Evaluating tumour heterogeneity is also of value in the prediction of tumour metastasis. A study by Coroller et al. in 98 patients with lung cancer found 635 radiomic features in patients' CT scans, among which 35 were found to predict distant metastases, while seven were useful in predicting survival [13].

Despite the great potential of radiomics analysis in various oncologic applications, there is a significant issue with variability in feature extraction among imaging modalities. The quantified features are subject to measurable variation—for example, Mackin et al. showed inter-scanner variability in radiomic features calculated for non-small cell lung cancer (NSCLC) tumours from 20 patients [14]. Zhao et al. performed a similar analysis of the CT scans of 32 patient with lung cancer obtained with repeat CT scans reconstructed at six identical imaging settings, and extracted 89 radiomic features from tumour size, shape, margin spiculation and sharpness, and density distribution without spatial information. They found large differences in the values of radiomic features when computed on repeat CT scans reconstructed using smooth and sharp algorithms [15].
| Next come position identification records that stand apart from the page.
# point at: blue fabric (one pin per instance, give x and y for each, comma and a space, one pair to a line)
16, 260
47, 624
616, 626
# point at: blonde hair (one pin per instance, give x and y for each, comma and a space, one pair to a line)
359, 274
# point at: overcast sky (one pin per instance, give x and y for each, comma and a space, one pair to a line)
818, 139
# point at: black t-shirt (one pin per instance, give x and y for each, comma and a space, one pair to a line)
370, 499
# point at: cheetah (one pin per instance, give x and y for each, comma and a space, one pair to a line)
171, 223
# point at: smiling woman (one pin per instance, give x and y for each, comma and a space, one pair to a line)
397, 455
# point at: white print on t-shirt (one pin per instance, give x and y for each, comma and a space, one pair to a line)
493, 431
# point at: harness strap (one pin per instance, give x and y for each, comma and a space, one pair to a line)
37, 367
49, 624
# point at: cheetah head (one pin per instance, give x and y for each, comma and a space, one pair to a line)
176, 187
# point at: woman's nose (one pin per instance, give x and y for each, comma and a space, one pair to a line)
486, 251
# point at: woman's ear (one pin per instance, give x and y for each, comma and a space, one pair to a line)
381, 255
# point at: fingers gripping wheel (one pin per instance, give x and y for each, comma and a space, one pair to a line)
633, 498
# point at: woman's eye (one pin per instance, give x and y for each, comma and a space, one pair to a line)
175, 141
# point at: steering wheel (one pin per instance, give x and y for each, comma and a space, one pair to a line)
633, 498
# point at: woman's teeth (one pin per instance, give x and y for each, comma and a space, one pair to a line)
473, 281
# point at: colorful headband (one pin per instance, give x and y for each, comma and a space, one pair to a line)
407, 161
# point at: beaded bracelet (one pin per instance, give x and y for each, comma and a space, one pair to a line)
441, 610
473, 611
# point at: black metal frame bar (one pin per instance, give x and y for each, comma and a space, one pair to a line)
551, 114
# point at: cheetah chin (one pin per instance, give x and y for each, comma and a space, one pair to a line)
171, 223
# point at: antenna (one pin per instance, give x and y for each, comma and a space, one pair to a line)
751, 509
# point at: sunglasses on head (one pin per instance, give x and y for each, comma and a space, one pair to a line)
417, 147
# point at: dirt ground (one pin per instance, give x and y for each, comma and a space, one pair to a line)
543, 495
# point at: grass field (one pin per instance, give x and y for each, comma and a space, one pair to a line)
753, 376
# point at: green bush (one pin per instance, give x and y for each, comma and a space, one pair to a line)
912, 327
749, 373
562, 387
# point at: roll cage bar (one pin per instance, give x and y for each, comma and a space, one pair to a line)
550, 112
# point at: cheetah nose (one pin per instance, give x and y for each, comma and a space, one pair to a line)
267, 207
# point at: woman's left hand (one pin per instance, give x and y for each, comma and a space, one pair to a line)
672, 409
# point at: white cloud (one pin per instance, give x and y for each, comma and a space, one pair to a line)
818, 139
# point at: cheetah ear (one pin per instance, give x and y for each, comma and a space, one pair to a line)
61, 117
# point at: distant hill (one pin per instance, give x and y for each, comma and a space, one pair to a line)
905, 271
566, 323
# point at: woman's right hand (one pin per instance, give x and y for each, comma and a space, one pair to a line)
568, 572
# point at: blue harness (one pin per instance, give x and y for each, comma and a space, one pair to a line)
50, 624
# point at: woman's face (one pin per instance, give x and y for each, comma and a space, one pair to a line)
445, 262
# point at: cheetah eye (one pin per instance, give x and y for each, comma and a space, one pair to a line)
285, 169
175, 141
The issue of repeatability and reproducibility of texture features was also discussed by Summers [16] and Berenguer et al. [17]. Summers reviewed factors affecting variability in texture features, such as data acquired with scanners from different institutions or manufacturers, the presence of intravenous contrast, low radiation dose (noisy images can have a different texture), object motion, and the use of different reconstruction methods (iterative vs filtered backprojection). Berenguer et al. performed a study on two phantoms to identify reproducible and non-redundant radiomic features for computed tomography, through an intra-CT analysis, modifying tube voltage, milliamperage, field of view, section thickness, pitch value, reconstruction kernel, and axial versus spiral acquisition, and an inter-CT analysis, comparing five scanners. Radiomic features extracted were shape, intensity, and texture. The authors found that only 71 of the 177 radiomic features extracted from CT images and tested were reproducible, which were represented by only 10 radiomic features because of redundant information.

Radiomics is not limited to intra-modality analysis, but can be performed in a multi-mode environment. An interesting paradigm is illustrated in a study by Vallières et al., who developed a radiomic model from FDG-PET and MRI texture features for the early evaluation of lung metastasis risk in soft-tissue sarcomas. The authors extracted nine non-texture and 41 texture features from fused FDG-PET and MRI scans and found that the best performance in predicting lung metastases was obtained by the combination of four texture features extracted from FDG-PET/T1 and FDG-PET/T2 FS scans [18].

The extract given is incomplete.